About the Special Issue

Computational methods to evaluate the binding of ligands against proteins have a beneficial impact in the early stages of drug discovery. Recent progress in this area converged to integrating systems approaches and machine learning methods. Within this view, it is possible to model protein-drug interaction as a relationship between the protein space [1-10] and the chemical space [11-15]. We consider these sets a unique complex system where computational methodologies could contribute to understanding the structural basis for the specificity of ligands for proteins. Such computational approaches have the potential to create novel scoring functions to predict binding affinity with superior predictive power when compared with standard methodologies such as docking functions. Scoring functions employ the atomic coordinates of protein-ligand complexes to predict binding energy [16]. We may obtain these protein-ligand complexes from experimental techniques (e.g., X-ray diffraction crystallography) [17, 18] or computational methodologies such as docking simulations [19].

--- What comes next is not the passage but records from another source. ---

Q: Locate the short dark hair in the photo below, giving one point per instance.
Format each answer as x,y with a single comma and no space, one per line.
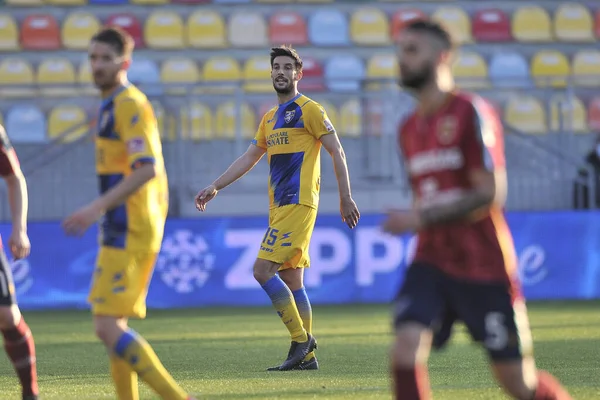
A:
286,50
432,28
116,37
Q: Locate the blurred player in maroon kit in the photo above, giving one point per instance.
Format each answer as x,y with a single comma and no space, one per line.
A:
465,264
18,341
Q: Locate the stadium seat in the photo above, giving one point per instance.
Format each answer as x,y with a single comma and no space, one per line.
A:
206,29
457,21
573,23
491,25
369,27
145,74
16,78
196,122
350,118
288,27
403,17
567,114
67,123
328,27
40,32
26,124
532,24
344,73
78,29
509,70
178,74
9,33
312,76
382,71
550,68
526,114
164,30
130,24
470,70
257,74
586,68
594,114
227,115
247,29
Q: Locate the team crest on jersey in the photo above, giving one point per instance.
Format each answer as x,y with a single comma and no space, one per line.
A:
447,129
289,116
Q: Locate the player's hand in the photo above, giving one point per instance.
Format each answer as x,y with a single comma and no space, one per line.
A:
77,223
349,211
204,196
19,244
398,222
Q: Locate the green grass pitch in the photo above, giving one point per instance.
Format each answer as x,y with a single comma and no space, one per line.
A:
222,353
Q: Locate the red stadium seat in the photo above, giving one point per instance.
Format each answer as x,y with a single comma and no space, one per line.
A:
594,114
312,79
40,32
491,25
130,24
287,27
402,17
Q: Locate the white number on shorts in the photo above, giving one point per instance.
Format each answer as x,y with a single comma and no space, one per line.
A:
496,332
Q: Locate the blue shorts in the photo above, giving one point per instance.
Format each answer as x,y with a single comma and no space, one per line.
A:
437,300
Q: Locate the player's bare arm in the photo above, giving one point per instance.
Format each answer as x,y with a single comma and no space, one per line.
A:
348,208
236,170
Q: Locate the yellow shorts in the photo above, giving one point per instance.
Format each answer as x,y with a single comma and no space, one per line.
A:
287,239
120,282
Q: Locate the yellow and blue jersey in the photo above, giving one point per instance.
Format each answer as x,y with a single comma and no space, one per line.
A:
128,137
290,133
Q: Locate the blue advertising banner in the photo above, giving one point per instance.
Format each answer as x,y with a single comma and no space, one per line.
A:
208,261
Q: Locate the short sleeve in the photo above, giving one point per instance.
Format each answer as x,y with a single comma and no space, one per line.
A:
8,158
137,127
316,120
483,145
260,139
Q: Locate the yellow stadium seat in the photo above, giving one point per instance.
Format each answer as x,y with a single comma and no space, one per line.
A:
550,68
164,30
457,21
178,74
59,76
568,114
67,122
206,29
78,29
351,118
470,71
9,33
247,29
526,114
16,78
532,24
369,27
257,74
586,68
227,121
196,122
383,70
573,22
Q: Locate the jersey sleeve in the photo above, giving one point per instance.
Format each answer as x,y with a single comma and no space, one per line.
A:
483,144
136,125
9,162
316,121
260,139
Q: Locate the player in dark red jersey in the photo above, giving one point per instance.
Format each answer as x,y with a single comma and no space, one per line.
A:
18,341
465,264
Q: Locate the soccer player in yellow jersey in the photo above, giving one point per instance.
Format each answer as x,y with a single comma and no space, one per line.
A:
132,210
292,135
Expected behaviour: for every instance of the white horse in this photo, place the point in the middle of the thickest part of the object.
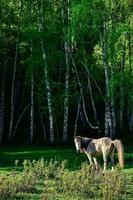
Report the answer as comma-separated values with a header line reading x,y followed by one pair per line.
x,y
105,146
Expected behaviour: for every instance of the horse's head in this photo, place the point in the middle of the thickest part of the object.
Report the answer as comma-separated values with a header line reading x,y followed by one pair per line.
x,y
78,143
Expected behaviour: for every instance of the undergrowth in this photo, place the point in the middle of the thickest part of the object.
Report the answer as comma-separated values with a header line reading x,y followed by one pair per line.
x,y
60,183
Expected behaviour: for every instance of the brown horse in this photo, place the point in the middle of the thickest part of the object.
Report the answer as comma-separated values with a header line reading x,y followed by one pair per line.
x,y
105,146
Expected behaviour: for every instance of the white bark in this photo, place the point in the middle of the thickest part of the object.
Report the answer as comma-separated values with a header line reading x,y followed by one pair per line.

We use the abstraction of a mathematical space composed of infinite computational models to predict ligand-binding affinity, named scoring function space [20, 21]. With this approach, we select an element of the protein space (e.g., cyclin-dependent kinase 2 (CDK2)) and define a subset of the chemical space composed of known CDK2 inhibitors [22-25]. Using machine learning regression methods, we scan the scoring function space. We search for a scoring function to predict protein-ligand energetics specifically for one protein system. This methodology generates a computational model targeted to one element of the protein space and shows superior predictive performance compared with classical scoring functions [22-25].

One key challenge to applying the concept of scoring function space to study protein-ligand interactions is the structural information of protein targets. In this field, we observe rapid progress due to the application of deep learning methods to predict the 3D structures of proteins [26-30]. Once the 3D model of a protein is available, we may generate protein-ligand complexes by applying docking simulations.

In this volume, we have papers on recent applications of machine learning methods to develop scoring functions targeted to one protein system and to generate 3D models of protein targets. Also, there are reviews of studies focused on specific protein targets and the impact of computational methods to analyze them.

References

[1] Smith, J.M. Natural selection and the concept of a protein space. Nature, 1970, 225(5232), 563-564.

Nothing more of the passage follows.